The hall seemed to grow suddenly dark. Miss von Schwarzenberg leaned against the big table as she unwound her scarf.
"Is your friend given to these sudden—a—these flirtations?" Napier asked in his lightest tone.
Miss von Schwarzenberg spoke of "several little affairs." She couldn't say how far they had gone. "You know the American standard in these things isn't ours." She spoke of the sanctity, the binding character, of the German betrothal.
While this recital was going on, Napier's thoughts were nearer the Scots' Inn than the scene of the German Polterabend.
Should he or shouldn't he?
He knew quite well he could prevent this American girl's being shunted on to the London line. Suppose he didn't prevent it? Julian would never know how easily Napier could have kept Nan Ellis in Scotland.

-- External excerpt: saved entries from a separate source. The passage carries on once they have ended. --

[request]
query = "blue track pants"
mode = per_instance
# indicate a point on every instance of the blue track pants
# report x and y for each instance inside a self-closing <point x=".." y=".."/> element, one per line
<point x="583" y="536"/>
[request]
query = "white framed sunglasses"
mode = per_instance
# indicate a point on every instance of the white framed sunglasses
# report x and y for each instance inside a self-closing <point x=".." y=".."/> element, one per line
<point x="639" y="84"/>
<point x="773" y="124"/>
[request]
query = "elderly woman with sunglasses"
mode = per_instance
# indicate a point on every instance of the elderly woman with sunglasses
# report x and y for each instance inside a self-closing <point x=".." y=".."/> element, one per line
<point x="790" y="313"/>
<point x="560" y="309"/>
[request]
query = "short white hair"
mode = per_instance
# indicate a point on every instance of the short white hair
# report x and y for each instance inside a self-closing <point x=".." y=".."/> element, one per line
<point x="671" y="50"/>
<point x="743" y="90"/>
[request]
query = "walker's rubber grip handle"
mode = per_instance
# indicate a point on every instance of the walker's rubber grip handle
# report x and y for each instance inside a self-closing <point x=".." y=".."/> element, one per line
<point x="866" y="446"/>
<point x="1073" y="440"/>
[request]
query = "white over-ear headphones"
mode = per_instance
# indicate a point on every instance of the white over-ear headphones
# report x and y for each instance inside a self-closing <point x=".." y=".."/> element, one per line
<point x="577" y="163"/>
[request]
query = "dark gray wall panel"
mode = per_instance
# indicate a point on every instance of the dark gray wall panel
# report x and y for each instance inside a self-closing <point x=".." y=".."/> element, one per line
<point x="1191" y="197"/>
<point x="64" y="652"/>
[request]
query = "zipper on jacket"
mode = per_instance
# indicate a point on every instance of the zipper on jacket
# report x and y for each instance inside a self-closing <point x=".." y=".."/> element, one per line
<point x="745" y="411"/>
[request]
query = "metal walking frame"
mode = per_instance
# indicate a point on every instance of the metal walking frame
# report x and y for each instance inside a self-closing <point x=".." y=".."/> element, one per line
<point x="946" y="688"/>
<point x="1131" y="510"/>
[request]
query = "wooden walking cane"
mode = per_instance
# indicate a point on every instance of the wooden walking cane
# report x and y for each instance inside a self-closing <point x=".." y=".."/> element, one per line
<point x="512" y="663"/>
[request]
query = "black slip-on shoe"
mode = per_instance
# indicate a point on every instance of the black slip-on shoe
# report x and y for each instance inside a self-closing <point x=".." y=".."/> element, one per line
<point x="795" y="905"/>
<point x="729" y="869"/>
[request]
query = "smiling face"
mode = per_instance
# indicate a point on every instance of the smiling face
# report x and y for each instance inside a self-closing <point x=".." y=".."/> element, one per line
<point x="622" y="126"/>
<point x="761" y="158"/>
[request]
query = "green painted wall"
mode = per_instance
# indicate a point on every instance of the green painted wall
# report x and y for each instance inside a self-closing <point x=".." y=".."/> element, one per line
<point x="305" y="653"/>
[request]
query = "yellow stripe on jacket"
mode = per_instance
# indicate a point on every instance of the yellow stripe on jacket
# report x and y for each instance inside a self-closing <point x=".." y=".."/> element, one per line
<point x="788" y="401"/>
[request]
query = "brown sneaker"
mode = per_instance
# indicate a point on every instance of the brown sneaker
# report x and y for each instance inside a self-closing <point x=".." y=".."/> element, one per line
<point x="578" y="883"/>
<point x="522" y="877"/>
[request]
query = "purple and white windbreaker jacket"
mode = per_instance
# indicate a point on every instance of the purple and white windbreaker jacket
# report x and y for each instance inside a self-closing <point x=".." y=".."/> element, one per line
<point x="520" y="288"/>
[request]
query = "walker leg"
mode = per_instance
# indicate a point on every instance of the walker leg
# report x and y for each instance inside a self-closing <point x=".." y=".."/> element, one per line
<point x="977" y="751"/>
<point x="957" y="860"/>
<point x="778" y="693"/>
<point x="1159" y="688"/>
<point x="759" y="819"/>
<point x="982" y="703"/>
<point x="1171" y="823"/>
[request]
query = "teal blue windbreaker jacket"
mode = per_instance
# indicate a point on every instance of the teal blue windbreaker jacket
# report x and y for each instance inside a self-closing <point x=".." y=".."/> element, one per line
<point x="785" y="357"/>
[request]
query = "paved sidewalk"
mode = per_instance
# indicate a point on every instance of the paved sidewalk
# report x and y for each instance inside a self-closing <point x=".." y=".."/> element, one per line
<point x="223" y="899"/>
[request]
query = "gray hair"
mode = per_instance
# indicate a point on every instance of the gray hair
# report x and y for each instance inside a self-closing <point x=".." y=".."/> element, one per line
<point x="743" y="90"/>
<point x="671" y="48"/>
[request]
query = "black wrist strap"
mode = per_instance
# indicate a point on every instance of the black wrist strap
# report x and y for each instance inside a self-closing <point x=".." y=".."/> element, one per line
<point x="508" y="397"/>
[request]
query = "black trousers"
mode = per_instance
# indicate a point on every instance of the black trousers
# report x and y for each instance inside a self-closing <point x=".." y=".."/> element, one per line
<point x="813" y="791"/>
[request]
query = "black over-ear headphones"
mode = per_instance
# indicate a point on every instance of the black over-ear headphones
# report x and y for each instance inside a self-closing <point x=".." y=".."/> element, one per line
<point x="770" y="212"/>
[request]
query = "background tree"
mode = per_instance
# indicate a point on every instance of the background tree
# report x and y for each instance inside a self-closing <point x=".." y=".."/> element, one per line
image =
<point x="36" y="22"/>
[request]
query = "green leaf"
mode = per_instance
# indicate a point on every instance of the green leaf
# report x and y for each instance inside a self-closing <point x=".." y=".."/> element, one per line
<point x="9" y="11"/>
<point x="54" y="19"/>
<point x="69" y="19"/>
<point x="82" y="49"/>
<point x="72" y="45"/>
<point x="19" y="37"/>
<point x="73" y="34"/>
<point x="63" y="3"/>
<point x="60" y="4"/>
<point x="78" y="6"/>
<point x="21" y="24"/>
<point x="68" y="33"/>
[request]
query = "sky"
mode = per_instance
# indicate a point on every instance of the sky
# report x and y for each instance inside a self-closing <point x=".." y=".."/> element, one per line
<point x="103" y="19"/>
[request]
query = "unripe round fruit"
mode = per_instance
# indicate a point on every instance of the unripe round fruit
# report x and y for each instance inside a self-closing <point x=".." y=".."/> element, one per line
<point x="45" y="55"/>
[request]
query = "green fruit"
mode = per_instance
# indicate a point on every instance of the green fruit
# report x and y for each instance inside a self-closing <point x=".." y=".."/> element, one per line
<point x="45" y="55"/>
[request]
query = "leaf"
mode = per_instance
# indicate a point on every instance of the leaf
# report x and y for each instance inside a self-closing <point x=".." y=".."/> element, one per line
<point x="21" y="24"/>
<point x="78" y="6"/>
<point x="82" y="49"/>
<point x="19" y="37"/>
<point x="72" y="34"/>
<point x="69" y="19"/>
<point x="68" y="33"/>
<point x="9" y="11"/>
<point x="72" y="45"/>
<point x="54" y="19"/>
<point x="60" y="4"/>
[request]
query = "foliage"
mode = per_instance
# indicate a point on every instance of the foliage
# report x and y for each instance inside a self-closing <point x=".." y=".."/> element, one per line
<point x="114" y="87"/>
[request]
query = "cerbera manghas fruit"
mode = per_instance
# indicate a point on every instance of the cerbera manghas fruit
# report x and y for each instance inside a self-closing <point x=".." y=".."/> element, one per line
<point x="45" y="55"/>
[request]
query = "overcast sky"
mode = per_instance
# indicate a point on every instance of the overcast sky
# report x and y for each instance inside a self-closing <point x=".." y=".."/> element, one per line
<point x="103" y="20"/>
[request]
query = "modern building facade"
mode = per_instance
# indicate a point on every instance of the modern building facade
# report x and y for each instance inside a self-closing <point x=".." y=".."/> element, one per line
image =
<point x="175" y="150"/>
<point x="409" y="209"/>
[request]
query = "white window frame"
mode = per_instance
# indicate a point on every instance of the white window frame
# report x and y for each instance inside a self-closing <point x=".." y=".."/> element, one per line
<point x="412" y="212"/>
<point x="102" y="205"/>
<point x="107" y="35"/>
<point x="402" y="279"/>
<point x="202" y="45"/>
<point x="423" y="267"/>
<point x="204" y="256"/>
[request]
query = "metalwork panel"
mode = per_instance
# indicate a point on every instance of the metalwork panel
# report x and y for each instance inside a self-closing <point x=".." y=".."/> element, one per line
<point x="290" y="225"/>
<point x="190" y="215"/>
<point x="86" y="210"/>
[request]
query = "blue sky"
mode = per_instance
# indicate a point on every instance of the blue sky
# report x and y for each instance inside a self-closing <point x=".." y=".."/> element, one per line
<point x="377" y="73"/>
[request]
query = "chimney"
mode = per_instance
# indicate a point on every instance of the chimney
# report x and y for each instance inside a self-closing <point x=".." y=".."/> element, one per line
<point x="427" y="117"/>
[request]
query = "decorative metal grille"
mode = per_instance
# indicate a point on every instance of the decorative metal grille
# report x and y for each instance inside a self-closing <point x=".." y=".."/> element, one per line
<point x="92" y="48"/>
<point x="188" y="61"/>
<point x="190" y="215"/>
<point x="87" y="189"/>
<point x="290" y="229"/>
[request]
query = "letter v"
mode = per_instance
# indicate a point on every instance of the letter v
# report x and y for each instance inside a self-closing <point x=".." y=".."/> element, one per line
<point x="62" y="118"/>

Should he or shouldn't he?
Suddenly it occurred to him how extraordinarily serious he was being about this trifle. What could it matter whether this little American tourist spent a few weeks in Scotland or went to London to-morrow? Napier knew, looking back, that he had no faintest prevision of the difference that the girl's going or her staying would make, even to Julian. And all the same he stood there in the middle of Kirklamont Hall with the oddest sense of compulsion upon him.
He must see to it that the girl didn't go.
"I'm far from being unsympathetic to,"—he moved his head in the general direction of the "Queen of Scots." "But, speaking of flirtation, I can't help hoping your friend won't carry my friend off to London."